The human relations were obscure to him. He had known since he could first remember that he must at some time have had a mother and a father; but exactly what a mother and a father ought to be was something that experience had left indefinite and confused for him. His first feeling toward the woman he just had seen had been simply fear of her. He was not capable of understanding the less clear feelings which he had toward her now. He resented her calling him "baby," but at the same time something seemed swelling in his throat and choking him. So far as he could remember no one before had ever kissed him, the passionate kisses of the sick woman, burning still upon his lips and cheeks, made him uncomfortable and unhappy, without his knowing why they made him so. No one, he realized, was watching him at present and he could have walked out the door and gone away. He decided he would do that, but he sat still and did not go.

The colored girl, dressed now to go out, came and switched on the light. She had a tray with food for him. While he ate, she prepared a bed for him upon the couch. She carried away the tray and passed through the room again on her way out a few minutes later.

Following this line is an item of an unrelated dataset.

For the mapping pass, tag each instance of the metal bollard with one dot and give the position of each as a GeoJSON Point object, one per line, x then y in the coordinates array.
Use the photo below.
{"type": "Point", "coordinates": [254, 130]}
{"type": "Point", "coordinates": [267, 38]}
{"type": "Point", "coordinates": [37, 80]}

"Turn off the light when you want to go to bed," she said.

He sat still, after she was gone. The nurse came and looked in upon him. Assured by his manner that he would remain where he was, she did not come again. He saw her come and go, out of and into the sick woman's room at intervals. She went in finally and did not come out again. He turned out the light and lay down upon the couch without taking off his clothes.

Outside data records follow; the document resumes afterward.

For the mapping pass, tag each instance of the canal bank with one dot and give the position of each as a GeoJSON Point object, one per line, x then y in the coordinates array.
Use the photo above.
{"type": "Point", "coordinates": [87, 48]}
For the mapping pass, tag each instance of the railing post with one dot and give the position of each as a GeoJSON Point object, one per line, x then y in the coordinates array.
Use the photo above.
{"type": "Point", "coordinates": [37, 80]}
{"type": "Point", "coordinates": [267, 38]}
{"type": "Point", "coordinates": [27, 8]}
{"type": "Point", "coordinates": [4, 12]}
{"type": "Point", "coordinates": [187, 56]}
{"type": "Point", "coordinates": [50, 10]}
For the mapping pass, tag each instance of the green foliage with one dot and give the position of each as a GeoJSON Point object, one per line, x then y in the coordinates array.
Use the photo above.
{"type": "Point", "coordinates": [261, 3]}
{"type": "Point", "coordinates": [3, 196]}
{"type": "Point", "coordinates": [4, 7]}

He awoke in broad day, and sat up and listened. The decision to go away was now definitely formed in him. He went on tiptoe to the door into the hall and opened it and looked out. There was no one in the hall and he could hear no one. Instead of stepping out, he, partly reclosed the door and went noiselessly to the closed door of the bedroom and listened. He stood there a long while, hearing nothing. If the nurse were in the room, he would have heard her move or have heard someone speak by now, he thought. He could not imagine where the nurse could be. Had she gone out? At any rate, the sick woman could not prevent his going away whenever he wished. He turned the knob of the door softly and looked in. The nurse was not in the room. The sick woman lay with eyes closed and without a pillow, her look of immobility sending a sudden tension through him and making the hairs prickle on his skin. He went quietly into the room and stood looking down at her. Should he speak to her and make her open her eyes? Or should he merely go away? Her hand with its many rings lay outside the coverlet, he put out his own hand hesitatingly and touched it, and at the contact the hairs again stood up upon his flesh in warning to him. The immobility of her look was corroborated by the stiffness of the hand, which was now cold instead of burning with fever as it had been the night before.

He drew back from her a little, staring. Death, as a fact, was known to Peewee; there had been no one to conspire to keep the knowledge of it from him. He recognized that his mother was dead, but it did not give him any particular feeling of unhappiness. It caused only a dryness in his throat and a sense of physical uneasiness. He backed slowly away, not ceasing to look at her. He felt behind him for the door, found it, and backed out through the opening. Then he reclosed the door. He listened again for the nurse. Not hearing her, he went out quickly into the musty hall, passed through it and down the stairs, opened the entrance door and ran out into the street.